Tax and Customs

Introducing a pro-taxpayer revenue regime

Establishing a pro-taxpayer environment in an emerging economy like Bangladesh where the tax-GDP ratio is hovering around 10-11 per cent requires a very close review of existing rules and regulations one by one, if not word by word in fitting with present day demand of social norms and business practices.

If these regulations have to be effectively enforceable, prudently practiced, impartially implemented in a free and democratic environment unlike past colonial regime, it has to be such a public law framed by the lawmakers who should also be within its jurisdiction.

Appropriate ownership has to be established for each item of law equally on every footing. The reform should not be limited to reducing or introducing new taxes, but to making the tax code simpler, fairer and better equipped to promote economic growth.

Any proposal would have to be revenue-neutral. Global good practices should not only be incorporated in the reorganised law, it is needed to take suggestions from the stakeholders. It has been appropriately argued that the reorganisation proposals be made in stakeholders' vernacular (in Bangla) for their better comprehension and suggesting modifications.

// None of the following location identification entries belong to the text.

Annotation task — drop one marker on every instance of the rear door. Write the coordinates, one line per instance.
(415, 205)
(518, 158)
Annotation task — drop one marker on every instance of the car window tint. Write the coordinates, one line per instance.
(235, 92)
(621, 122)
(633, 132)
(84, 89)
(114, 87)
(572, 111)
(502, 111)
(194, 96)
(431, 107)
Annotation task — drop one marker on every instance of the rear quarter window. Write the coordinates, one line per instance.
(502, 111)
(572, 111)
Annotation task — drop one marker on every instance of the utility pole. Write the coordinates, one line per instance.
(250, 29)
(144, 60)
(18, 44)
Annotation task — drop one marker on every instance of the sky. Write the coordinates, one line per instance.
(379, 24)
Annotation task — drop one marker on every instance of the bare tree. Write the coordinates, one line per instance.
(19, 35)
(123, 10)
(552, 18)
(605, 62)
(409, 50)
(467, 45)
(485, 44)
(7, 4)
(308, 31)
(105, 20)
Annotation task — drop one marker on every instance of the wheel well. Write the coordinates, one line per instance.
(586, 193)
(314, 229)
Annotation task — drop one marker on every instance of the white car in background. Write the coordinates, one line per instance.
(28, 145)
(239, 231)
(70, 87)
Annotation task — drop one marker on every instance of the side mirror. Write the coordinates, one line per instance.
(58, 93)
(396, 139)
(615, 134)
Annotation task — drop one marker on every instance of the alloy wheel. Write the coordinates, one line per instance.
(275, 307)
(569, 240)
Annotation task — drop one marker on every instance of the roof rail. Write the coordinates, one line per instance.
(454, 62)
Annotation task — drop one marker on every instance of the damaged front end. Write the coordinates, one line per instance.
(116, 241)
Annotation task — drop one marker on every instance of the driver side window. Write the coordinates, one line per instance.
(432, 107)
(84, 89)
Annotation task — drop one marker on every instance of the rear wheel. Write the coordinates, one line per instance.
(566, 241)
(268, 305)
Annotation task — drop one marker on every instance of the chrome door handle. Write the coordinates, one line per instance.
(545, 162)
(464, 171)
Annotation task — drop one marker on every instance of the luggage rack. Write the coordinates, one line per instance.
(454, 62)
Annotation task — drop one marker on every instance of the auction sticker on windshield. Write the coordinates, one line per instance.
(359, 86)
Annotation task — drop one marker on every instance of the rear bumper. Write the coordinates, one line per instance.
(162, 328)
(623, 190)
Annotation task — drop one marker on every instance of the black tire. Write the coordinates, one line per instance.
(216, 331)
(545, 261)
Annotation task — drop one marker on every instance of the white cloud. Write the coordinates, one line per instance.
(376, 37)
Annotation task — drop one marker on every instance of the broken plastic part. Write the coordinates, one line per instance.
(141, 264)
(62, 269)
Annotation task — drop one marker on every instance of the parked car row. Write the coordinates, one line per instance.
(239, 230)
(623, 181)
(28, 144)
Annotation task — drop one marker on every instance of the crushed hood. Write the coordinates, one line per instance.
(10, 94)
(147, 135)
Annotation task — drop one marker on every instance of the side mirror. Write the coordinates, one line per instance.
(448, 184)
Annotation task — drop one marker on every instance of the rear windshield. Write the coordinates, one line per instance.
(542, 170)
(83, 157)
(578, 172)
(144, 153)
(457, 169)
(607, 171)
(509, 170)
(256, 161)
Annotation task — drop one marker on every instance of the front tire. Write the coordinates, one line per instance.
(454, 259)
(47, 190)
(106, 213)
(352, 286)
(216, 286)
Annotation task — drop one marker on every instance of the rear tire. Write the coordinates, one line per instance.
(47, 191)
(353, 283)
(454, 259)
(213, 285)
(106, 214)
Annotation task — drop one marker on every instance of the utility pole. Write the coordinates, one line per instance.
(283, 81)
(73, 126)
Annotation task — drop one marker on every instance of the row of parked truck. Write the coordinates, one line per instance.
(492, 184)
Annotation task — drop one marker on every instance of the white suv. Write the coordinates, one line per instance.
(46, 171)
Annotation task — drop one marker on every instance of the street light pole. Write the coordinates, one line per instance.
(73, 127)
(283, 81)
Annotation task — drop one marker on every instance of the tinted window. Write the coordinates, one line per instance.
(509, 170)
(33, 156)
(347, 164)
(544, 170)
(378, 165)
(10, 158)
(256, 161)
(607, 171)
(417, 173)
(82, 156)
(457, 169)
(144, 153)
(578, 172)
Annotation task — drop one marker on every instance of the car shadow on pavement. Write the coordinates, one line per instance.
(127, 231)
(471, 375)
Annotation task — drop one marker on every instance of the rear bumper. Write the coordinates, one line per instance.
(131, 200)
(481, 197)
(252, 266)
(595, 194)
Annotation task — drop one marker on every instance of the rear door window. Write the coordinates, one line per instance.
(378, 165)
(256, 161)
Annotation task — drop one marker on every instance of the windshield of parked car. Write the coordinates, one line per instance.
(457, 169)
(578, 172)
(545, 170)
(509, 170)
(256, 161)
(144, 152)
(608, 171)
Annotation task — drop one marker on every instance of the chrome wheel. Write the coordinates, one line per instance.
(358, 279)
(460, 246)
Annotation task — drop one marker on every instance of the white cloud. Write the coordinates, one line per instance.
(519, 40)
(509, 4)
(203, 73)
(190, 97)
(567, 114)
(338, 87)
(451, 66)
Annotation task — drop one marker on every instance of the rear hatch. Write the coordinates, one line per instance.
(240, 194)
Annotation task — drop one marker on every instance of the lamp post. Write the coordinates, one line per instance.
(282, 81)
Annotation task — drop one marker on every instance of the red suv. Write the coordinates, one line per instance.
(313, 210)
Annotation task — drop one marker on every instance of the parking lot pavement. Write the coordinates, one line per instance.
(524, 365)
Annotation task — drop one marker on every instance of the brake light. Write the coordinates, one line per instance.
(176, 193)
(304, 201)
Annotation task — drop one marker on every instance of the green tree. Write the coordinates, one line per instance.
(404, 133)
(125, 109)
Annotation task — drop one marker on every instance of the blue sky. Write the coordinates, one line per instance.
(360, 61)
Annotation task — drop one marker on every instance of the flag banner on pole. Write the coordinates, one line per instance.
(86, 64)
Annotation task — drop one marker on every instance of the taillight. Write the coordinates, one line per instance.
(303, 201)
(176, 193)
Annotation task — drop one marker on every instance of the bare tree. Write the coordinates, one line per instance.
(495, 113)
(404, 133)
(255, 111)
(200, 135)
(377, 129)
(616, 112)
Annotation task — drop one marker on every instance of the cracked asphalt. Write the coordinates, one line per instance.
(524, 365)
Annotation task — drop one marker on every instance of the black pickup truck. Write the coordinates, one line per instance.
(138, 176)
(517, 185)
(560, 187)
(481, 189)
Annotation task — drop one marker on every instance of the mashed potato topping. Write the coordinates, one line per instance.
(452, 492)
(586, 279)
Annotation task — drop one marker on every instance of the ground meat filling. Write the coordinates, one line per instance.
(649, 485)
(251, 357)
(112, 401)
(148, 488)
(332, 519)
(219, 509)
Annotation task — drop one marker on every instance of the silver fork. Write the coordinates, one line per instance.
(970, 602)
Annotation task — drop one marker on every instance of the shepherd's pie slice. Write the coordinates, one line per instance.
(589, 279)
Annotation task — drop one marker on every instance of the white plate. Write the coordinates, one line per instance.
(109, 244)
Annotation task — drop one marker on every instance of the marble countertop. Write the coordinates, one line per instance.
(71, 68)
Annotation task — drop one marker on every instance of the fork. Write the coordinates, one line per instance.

It has to be simple, comprehendible, non-duality in meaning and interpretation, delegable, assertive but with adequate relieving and remedial provisions. The mindset of the tax collector and taxpayer must be pro-revenue and the canons of tax law should be digestible and implementable across the board and be applied without fear and favour.

Taxation, as an influential instrument for revenue income for the state, was very much there in ancient and medieval India in different form and style. The modern income tax system was first introduced by the British government in India. After the Mutiny in 1857, the country was in a bad state financially when the British government took over the power.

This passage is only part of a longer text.